Panrico SA, établie à Esplugues de Llobregat (Espagne), représentée par M^e D. Pellisé Urquiza, abogado,
partie requérante,
les autres parties à la procédure étant :
Office de l’Union européenne pour la propriété intellectuelle (EUIPO), représenté par M^me S. Palmero Cabezas, en qualité d’agent,
partie défenderesse en première instance,
HDN Development Corp., établie à Frankfort (États-Unis), représentée par M^es M. H. Granado Carpenter et L. Polo Carreño, abogadas,
partie intervenante en première instance,
LA COUR (huitième chambre),
composée de M. M. Vilaras, président de chambre, MM. J. Malenovský (rapporteur) et D. Šváby, juges,
avocat général : M. P. Mengozzi,
greffier : M. A. Calot Escobar,
vu la procédure écrite,
vu la décision prise, l’avocat général entendu, de juger l’affaire sans conclusions,
rend le présent
Arrêt
1 Par son pourvoi, Panrico SA demande l’annulation de l’arrêt du Tribunal de l’Union européenne du 7 octobre 2015, Panrico/OHMI – HDN Development (Krispy Kreme DOUGHNUTS) (T‑534/13, non publié, ci-après l’« arrêt attaqué », EU:T:2015:751), par lequel celui-ci a rejeté le recours tendant à l’annulation ou à la réformation de la décision de la quatrième chambre de recours de l’Office de l’Union européenne pour la propriété intellectuelle (EUIPO) du 25 juillet 2013 (affaire R 623/2011‑4),
relative à une procédure de nullité entre Panrico et HDN Development Corp. (ci-après la « décision litigieuse »).
Le cadre juridique
Le règlement (CE) n° 40/94
2 Le règlement (CE) n° 40/94 du Conseil, du 20 décembre 1993, sur la marque communautaire (JO 1994, L 11, p. 1), tel que modifié par le règlement (CE) n° 1992/2003 du Conseil, du 27 octobre 2003 (JO 2003, L 296, p. 1) (ci-après le « règlement n° 40/94 »), a été abrogé et remplacé par le règlement (CE) n° 207/2009, du 26 février 2009, sur la [marque de l’Union européenne] (JO 2009, L 78, p. 1), qui est entré en vigueur le 13 avril 2009. Néanmoins, compte tenu du fait que la date déterminante
aux fins de l’identification du droit matériel applicable est celle à laquelle la demande d’enregistrement a été introduite (voir, en ce sens, ordonnance du président de la Cour du 13 juin 2013, DMK Deutsches Milchkontor/OHMI, C‑346/12 P, non publiée, EU:C:2013:397, point 2 et jurisprudence citée), à savoir le 6 septembre 1999, le présent litige demeure régi par le règlement n° 40/94, à tout le moins en ce qui concerne les dispositions à caractère non strictement procédural.

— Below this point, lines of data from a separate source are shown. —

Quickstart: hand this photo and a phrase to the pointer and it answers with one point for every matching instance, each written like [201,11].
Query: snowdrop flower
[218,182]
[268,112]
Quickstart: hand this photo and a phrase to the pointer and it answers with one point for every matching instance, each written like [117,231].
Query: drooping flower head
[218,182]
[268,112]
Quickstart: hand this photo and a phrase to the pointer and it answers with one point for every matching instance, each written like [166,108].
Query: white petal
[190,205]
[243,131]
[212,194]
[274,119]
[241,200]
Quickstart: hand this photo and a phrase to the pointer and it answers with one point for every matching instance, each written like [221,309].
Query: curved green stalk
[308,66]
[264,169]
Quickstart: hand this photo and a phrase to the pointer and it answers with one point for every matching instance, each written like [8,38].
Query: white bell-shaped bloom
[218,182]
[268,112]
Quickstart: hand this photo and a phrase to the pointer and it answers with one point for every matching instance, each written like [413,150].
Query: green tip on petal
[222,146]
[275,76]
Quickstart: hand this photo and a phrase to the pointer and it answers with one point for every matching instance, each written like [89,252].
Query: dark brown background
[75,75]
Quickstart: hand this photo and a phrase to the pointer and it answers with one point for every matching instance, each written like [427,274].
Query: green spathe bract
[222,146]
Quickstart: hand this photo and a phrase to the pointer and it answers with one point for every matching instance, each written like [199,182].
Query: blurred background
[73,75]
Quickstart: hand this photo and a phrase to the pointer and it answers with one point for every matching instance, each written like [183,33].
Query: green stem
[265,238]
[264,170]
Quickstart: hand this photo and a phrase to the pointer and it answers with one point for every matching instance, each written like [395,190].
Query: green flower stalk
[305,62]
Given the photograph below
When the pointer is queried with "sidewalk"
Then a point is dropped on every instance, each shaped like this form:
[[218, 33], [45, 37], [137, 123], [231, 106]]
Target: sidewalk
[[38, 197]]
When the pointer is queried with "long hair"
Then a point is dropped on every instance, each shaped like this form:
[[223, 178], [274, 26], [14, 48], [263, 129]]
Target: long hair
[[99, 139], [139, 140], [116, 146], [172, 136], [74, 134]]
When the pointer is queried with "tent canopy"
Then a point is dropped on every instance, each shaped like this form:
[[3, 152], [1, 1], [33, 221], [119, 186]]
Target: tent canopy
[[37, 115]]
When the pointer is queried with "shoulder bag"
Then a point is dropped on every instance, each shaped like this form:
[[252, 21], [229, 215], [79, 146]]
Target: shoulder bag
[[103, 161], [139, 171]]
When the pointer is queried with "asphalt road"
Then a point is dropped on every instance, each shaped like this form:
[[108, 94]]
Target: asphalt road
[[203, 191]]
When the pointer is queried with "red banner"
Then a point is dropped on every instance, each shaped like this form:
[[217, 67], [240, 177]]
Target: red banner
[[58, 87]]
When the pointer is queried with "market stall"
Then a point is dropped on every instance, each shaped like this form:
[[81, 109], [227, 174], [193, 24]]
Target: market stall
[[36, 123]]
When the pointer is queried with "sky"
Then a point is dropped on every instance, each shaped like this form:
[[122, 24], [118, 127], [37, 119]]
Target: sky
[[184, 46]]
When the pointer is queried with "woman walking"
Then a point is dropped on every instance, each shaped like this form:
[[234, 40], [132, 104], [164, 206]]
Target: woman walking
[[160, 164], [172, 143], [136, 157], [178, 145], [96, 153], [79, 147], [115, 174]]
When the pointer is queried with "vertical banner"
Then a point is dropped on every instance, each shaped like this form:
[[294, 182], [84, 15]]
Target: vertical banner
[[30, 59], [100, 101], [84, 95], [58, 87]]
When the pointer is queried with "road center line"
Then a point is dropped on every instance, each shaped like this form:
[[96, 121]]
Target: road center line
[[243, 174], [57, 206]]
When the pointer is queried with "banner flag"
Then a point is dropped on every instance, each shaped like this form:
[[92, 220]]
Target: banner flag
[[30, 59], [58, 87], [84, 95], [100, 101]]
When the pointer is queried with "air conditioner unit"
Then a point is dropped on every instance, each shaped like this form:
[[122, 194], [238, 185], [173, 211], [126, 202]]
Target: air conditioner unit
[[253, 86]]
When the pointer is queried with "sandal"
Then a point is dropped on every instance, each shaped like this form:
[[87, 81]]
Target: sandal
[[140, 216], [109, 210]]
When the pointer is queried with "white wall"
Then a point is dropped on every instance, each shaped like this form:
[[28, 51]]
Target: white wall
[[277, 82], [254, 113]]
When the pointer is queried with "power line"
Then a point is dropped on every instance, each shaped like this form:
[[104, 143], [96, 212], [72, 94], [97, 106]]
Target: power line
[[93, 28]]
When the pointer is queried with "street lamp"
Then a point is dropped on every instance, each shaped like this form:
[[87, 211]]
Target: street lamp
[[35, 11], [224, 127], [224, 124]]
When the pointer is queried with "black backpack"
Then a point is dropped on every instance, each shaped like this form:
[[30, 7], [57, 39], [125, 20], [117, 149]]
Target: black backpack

3 L’article 8 du règlement n° 40/94, intitulé « Motifs relatifs de refus », disposait :
« 1. Sur opposition du titulaire d’une marque antérieure, la marque demandée est refusée à l’enregistrement :
[...]
b) lorsqu’en raison de son identité ou de sa similitude avec la marque antérieure et en raison de l’identité ou de la similitude des produits ou des services que les deux marques désignent, il existe un risque de confusion dans l’esprit du public du territoire dans lequel la marque antérieure est protégée ; le risque de confusion comprend le risque d’association avec la marque antérieure.
2. Aux fins du paragraphe 1, on entend par “marques antérieures” :
a) les marques dont la date de dépôt est antérieure à celle de la demande de marque communautaire, compte tenu, le cas échéant, du droit de priorité invoqué à l’appui de ces marques, et qui appartiennent aux catégories suivantes :
i) les marques communautaires ;
ii) les marques enregistrées dans un État membre ou, pour ce qui concerne la Belgique, le Luxembourg et les Pays-Bas, auprès du Bureau Benelux des marques ;
iii) les marques qui ont fait l’objet d’un enregistrement international ayant effet dans un État membre ;
iv) les marques qui ont fait l’objet d’un enregistrement international ayant effet dans la Communauté ;
b) les demandes de marques visées au point a), sous réserve de leur enregistrement ;
c) les marques qui, à la date de dépôt de la demande de marque communautaire ou, le cas échéant, à la date de la priorité invoquée à l’appui de la demande de marque communautaire, sont notoirement connues dans un État membre au sens de l’article 6 bis de la convention de Paris.
[...]
5. Sur opposition du titulaire d’une marque antérieure au sens du paragraphe 2, la marque demandée est également refusée à l’enregistrement si elle est identique ou similaire à la marque antérieure et si elle est destinée à être enregistrée pour des produits ou des services qui ne sont pas similaires à ceux pour lesquels la marque antérieure est enregistrée, lorsque, dans le cas d’une marque communautaire antérieure, elle jouit d’une renommée dans la Communauté et, dans le cas d’une marque
nationale antérieure, elle jouit d’une renommée dans l’État membre concerné et que l’usage sans juste motif de la marque demandée tirerait indûment profit du caractère distinctif ou de la renommée de la marque antérieure ou qu’il leur porterait préjudice. »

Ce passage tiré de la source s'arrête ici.